Lower Respiratory Tract Infection (Pneumonia) - Chapter 1

26 June, 2023


Good afternoon, I am Dr Panpit Suwangool, an Infectious Disease specialist, working at Bangkok Medical Center in Bangkok, Thailand. I am in charge of Infection Control Committee, and I am also on the advisory board of the Infectious Disease Association of Thailand. Today, I am going to talk about lower respiratory tract infection, in particular pneumonia.

So, my scope will include: what is pneumonia and how to diagnose pneumonia; secondly, the etiology of community-acquired pneumonia (CAP); thirdly, appropriate treatment of CAP; fourthly, the role of fluoroquinolone in the treatment of pneumonia. I will end with the take-home message.

How to diagnose and how to classify pneumonia? You can see in the diagram, the upper and lower airway – once the causative agent, any microorganism, gets down to the lower part of the respiratory tree, it could be in the large airway, medium airway, or alveolar space. When the microorganism is in the alveolar space and causes severe pathology, we call it pneumonia.
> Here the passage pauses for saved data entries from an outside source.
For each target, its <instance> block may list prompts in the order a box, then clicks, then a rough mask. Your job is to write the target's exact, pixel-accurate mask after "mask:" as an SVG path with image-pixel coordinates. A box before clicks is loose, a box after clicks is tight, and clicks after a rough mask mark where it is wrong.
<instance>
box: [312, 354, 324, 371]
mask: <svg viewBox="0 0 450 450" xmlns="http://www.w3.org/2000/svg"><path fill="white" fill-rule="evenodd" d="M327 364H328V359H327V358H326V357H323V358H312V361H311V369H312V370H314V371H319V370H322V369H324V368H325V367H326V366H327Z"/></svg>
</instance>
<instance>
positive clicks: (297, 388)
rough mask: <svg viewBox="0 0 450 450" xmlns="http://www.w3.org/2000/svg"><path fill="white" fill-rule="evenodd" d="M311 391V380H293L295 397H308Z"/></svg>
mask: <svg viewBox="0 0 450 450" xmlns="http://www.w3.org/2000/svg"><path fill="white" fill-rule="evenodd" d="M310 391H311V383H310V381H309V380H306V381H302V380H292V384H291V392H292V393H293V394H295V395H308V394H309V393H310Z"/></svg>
Classification of pneumonia: For practical management, we have to combine all classifications. Firstly, by location – if the infection is acquired or occurs in the community, we call it CAP because in this kind of pneumonia, usually, the causative agent is not resistant; and hospital-acquired pneumonia, which means that infection occurs or is acquired following more than 48 hours of stay in the hospital; we divide this particular group into hospital-acquired pneumonia and ventilator-associated pneumonia, which happens to a patient who is on mechanical ventilation and is a kind of infection that is more severe than hospital-acquired pneumonia. And secondly, the classification will be based on the immune status of the patient – if the patient has no immune dysfunction, we call it CAP in an immunocompetent patient, and if the patient has immune dysfunction, we call it pneumonia in an immunocompromised host because the management, particularly at the early stage, is different. And thirdly, by microbiology: different causative microorganisms could be virus, bacteria, mycobacteria, parasite, or even fungus. So, this classification relies upon definitive microbiology; sometimes it is very difficult to get the specimen, to get the sputum or respiratory secretion.

So how to diagnose pneumonia clinically? Diagnosis of pneumonia depends on symptoms and signs of respiratory tract infection. But the gold standard has to be imaging or radiological changes, for example, the pulmonary infiltrate. And also, we need to identify what is the causative pathogen. Sometimes, even with steps one–two–three, we cannot differentiate whether it is an infectious disease or not. We have to go by the clinical response. For example, if a patient comes in for X-ray imaging, but we cannot identify the causative agent or some inflammatory markers are not abnormal, we go by the treatment response. For example, we give an empiric antimicrobial, and if the patient responds, we classify this as pneumonia.

So, for imaging and clinical symptoms that are commonly used: increased cough; increased sputum production; shortness of breath, particularly on mild exertion; pleuritic chest pain; sometimes fever, particularly in the elderly, but sometimes there is no fever; abnormal lung size; crackle or rales; and also, some laboratory markers of infection, for example, leukocytosis. These clinical symptoms that present as an acute disease, beginning with fever with chills and also pleuritic chest pain and progressing in a few hours, indicate severe pneumonia. Pneumonia is one of the leading causes of morbidity and mortality worldwide, particularly in developing countries.

How common is and how often do we see CAP? Incidence of CAP varies from country to country, and from season to season. As you can see here, in the United States, the incidence varies from five to 11 cases per 1000. In European countries, it even varies from 68 to 7000 per 100,000. In Thailand, in the year 2019, the incidence was around 388 per 100,000 population; however, in the all over incidence of pneumonia, the common factor is the age of the patient. In the elderly, the incidence is higher than in the younger people. As you can see here, in 75- to 84-year-olds, the incidence is 68 to 88 per 10,000 adults, but after 85 years, the incidence is even higher, at 160 to 224 per 10,000 adults. So that’s why for pneumonia in the elderly, we have to give appropriate treatment as soon as possible.